Délibéré le 29 mars 2021
Me Laffont a ensuite souligné que l’infraction de trafic d’influence ne pouvait être constituée que si elle entraînait une « décision génératrice de droit ». Ce qui, selon elle, dans le cas du rapport d’une mission d’information sénatoriale, ne saurait être le cas. Comme les autres avocats de la défense, elle a soutenu qu’il n’y avait ni pacte – aucune instruction de la part de Servier n’apparaît dans le dossier –, ni contrepartie – le dernier contrat de M. Griscelli avec le laboratoire s’étant arrêté en octobre 2010. Les deux autres éléments constitutifs de l’infraction.

Christian Saint-Palais, défenseur de Jean-Philippe Seta, s’est inscrit dans les pas de sa consœur, attaquant à son tour l’écoute constituant la pièce majeure de l’accusation. « Attention de ne pas modifier à l’excès les rapports que nous devons avoir les uns avec les autres », a-t-il dit, imaginant un monde où nous devrions tous parler au téléphone comme nous le faisons publiquement.

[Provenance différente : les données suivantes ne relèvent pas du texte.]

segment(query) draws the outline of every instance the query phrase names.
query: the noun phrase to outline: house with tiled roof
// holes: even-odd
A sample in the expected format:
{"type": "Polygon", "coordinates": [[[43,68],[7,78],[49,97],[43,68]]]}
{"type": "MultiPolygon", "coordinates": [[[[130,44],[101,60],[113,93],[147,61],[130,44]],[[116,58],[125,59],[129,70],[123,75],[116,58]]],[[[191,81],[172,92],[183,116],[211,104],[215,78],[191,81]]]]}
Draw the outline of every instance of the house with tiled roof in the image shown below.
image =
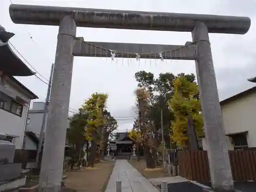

François de Castro, avocat de Servier, et probablement le meilleur connaisseur du dossier Mediator, est venu conclure les plaidoiries en établissant une comparaison avec le rapport d’information de l’Assemblée nationale sur le Mediator. Il a ainsi noté que les interlocuteurs invités à s’exprimer à cette occasion furent peu ou prou les mêmes qu’au Sénat. « Emettre des doutes sur l’étude de Catherine Hill [la première à réaliser une extrapolation sur le nombre de morts que l’on pourrait imputer au Mediator] était juste et légitime », a-t-il dit.

Il a déploré que « tous ceux qui ont douté de la manière dont les choses ont été faites ont été taxés d’être des espions de Servier ». « Les poursuites sur ce volet étaient inutiles, si ce n’est pour écrire un scénario d’une stratégie globale d’influence de Servier », a-t-il ajouté. Et « par ailleurs, le rapport sénatorial dont Servier se fichait éperdument n’a jamais été exploité par le laboratoire d’une quelconque façon ». Délibéré le 29 mars 2021.